Read — 2013/11/23
Today’s selection of articles includes:
- “Urbanites Flee China’s Smog for Blue Skies“, by Edward Wong (NY Times). China’s less-known reverse migration, from urban to rural.
- “Tension and Flaws before Health Website Crash“, by Eric Lipton, Ian Austen, & Sharon LeFraniere (NY Times). The site functioned less than 50% of the time in October 2013. “The online exchange was crippled…because of a huge gap between the [Obama] administration’s grand hopes and the practicalities of building a website that could function on opening day” — October 1, a deadline government official insisted was “not negotiable”. Other disturbing signs: “Some CGI software engineers ultimately walked out, saying it was impossible to produce good work under such conditions… ‘Cut corners, make date'”.
- “Twitter Toughening Its Security to Thwart Government Snoops“, by Nicole Perlroth & Vindu Goel (NY Times). In response to public demand following revelation of government storage and decrypting of internet traffic, many internet companies are implementing protocols with forward secrecy. The article notes that the increased security comes at the cost of “slow[er] website and browser performance” — about 150 milliseconds for an initial US connection to Twitter, for example.
- “Norwegian, 22, Takes World Chess Title“, by Dylan Loeb McClain (NY Times). Magnus Carlsen defeated World Championship titleholder Viswanathan Anand, 3-0-7, in a best-of-twelve series. The victory comes with approximately $1.5 million for M Carlsen. Quotable: “You should play to the end”, says Carlsen. Also, British GQ speculates this could be the match that will help men mature.

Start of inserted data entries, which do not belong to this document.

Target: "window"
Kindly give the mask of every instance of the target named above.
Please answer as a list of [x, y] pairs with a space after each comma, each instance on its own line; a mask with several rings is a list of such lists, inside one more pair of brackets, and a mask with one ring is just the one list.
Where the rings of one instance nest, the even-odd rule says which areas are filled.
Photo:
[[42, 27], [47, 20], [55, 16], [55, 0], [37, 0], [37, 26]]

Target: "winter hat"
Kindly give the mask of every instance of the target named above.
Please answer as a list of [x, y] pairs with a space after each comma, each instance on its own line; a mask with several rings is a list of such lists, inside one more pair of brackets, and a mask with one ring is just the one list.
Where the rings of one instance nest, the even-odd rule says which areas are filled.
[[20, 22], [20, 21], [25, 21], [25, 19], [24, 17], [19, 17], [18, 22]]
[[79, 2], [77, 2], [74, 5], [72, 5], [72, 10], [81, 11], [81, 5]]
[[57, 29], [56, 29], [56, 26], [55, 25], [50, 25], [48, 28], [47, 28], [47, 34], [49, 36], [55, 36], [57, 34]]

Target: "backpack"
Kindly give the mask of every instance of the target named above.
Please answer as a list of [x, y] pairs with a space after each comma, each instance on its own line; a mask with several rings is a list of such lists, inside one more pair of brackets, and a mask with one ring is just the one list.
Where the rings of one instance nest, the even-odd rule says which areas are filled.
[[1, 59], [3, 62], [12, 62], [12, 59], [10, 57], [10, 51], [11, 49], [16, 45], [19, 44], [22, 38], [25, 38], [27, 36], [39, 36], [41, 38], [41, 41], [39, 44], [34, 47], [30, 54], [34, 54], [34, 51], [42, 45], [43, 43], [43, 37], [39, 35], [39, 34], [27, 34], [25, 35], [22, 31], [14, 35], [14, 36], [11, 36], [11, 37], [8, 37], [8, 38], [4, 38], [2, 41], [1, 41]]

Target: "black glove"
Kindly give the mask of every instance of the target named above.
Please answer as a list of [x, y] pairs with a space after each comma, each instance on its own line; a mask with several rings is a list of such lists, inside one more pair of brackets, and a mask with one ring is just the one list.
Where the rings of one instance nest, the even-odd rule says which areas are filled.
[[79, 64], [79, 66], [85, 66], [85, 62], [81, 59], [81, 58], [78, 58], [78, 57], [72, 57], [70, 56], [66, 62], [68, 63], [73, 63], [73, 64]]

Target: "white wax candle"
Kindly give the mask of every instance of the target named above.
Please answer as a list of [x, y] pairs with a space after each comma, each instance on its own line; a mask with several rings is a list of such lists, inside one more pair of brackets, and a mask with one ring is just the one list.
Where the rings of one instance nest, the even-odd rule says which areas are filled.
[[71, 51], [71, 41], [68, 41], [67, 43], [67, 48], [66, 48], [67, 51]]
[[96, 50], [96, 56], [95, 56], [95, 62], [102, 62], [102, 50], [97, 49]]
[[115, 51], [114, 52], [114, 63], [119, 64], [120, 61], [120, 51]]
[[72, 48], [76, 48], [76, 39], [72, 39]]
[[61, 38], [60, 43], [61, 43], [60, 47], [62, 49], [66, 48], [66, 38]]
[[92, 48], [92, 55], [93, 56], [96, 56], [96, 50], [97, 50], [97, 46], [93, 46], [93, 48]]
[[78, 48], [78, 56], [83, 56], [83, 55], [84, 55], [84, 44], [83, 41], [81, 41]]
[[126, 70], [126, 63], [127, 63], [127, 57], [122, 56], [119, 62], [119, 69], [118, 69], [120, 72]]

- “The Death of President Kennedy” (NY Times). Headlines and excerpts from the NY Times paper, November 23-26, 1963. The Nov 23 headline “Sister Sees Dallas Telecast” introduced me to John F. Kennedy’s sister Rosemary.
- “The Delicate Art of Pushing Back“, by Elizabeth Bernstein (Wall Street Journal). Definition: boundary is “knowing what you are responsible for and what you are not responsible for”. When asserting boundaries, Bernstein’s suggestions include: (1) Assume positive intent. (2) Start with a positive. (3) Focus on want, not behavior. (4) Be concise. (5) Control emotions.